MiniCluserClient.submitJob通过miniCluster.submitJob(jobGraph)提交作业，以本地模式运行。

@Override
	public CompletableFuture<JobSubmissionResult> submitJob(@Nonnull JobGraph jobGraph) {
		return miniCluster.submitJob(jobGraph);
	}

RestClusterClient.submitJob发送RPC请求到JobManager

到这里，已经完成了通过CLI提交作业的过程，CLI通过RCP的方式与JobManger交互，实现job的提交。

JobMaster接收job submit请求

• 本地环境下，MiniCluster完成了大部分任务，直接把任务委派给了MiniDispatcher；
• 远程环境下，启动了一个RestClusterClient，这个类会以HTTP Rest的方式把用户代码提交到集群上；
• 远程环境下，请求发到集群上之后，必然有个handler去处理，在这里是JobSubmitHandler。这个类接手了请求后，委派StandaloneDispatcher启动job，到这里之后，本地提交和远程提交的逻辑往后又统一了；
• Dispatcher接手job之后，会实例化一个JobManagerRunner，然后用这个runner启动job；
• JobManagerRunner接下来把job交给了JobMaster去处理；
• JobMaster使用ExecutionGraph的方法启动了整个执行图，将Task天交给TaskManger，整个任务就启动起来了。

attention

JobManagerRunner负责作业的运行，和对JobMaster的管理。 不是集群级别的JobManager。这个是历史原因。JobManager是老的runtime框架，JobMaster是社区 flip-6引入的新的runtime框架。目前起作用的应该是JobMaster。因此这个类应该叫做和对JobMasterRunner比较合适。

从 flip-6起，开始通过使用JobMaster，以Flink Dispatcher分发到JobManagerRunner将JobGraph发给JobMaster，JobMaster再将JobGraph实现万ExecutionGraph，传递给TaskManager工作。

首先来看下Flink的四种图

flink总共提供了三种图的抽象，StreamGraph和JobGraph，还有一种是ExecutionGraph，是用于调度的基本数据结构。

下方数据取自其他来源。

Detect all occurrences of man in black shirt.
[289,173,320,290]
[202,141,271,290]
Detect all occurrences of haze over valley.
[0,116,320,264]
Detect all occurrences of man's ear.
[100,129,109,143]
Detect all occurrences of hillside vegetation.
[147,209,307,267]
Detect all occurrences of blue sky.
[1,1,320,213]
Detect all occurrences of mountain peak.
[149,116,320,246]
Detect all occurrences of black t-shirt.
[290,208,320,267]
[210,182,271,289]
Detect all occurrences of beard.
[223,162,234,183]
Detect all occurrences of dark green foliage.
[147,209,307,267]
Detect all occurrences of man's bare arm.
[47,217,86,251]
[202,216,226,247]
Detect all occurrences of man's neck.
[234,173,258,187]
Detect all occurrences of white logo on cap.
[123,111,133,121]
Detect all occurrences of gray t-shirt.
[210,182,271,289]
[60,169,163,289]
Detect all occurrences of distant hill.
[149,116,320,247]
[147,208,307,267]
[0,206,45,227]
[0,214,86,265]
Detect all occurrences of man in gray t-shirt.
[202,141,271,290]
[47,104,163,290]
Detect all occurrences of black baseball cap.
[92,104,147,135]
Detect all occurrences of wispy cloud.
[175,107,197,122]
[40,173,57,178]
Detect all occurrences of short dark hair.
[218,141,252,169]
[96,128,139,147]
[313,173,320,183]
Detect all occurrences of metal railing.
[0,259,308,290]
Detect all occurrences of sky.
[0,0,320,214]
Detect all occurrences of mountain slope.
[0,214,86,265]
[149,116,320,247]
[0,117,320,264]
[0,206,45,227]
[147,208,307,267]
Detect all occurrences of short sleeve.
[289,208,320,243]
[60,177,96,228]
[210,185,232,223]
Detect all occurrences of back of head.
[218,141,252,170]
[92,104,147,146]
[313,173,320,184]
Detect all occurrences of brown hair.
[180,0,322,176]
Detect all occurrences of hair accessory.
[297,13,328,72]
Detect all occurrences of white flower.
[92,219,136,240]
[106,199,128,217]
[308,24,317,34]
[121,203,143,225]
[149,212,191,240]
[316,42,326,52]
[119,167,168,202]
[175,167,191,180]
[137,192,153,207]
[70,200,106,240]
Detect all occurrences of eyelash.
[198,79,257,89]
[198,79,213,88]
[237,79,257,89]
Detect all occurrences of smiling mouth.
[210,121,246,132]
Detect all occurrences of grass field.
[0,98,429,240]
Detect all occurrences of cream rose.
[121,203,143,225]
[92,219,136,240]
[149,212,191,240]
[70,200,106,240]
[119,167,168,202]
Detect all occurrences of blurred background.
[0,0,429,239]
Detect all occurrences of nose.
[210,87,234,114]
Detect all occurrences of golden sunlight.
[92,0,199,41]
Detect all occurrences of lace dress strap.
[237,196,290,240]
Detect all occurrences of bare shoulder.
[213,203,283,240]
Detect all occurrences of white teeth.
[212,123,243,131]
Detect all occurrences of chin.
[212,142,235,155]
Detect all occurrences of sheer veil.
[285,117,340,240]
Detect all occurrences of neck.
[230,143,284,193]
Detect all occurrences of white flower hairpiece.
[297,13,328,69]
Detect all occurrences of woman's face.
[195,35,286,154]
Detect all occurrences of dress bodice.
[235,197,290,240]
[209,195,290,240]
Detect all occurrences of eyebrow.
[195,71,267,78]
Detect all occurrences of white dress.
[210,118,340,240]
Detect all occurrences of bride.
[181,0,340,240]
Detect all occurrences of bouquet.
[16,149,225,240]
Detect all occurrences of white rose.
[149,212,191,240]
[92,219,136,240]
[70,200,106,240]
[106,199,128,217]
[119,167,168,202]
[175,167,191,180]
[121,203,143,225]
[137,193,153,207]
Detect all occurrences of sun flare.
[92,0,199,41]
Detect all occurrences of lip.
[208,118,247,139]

在JobGraph转换到ExecutionGraph的过程中，主要发生了以下转变：

• 加入了并行度的概念，成为真正可调度的图结构
• 生成了与JobVertex对应的ExecutionJobVertex，ExecutionVertex，与IntermediateDataSet对应的IntermediateResult和IntermediateResultPartition等，并行将通过这些类实现

ExecutionGraph已经可以用于调度任务。我们可以看到，flink根据该图生成了一一对应的Task，每个task对应一个ExecutionGraph的一个Execution。Task用InputGate、InputChannel和ResultPartition对应了上面图中的IntermediateResult和ExecutionEdge。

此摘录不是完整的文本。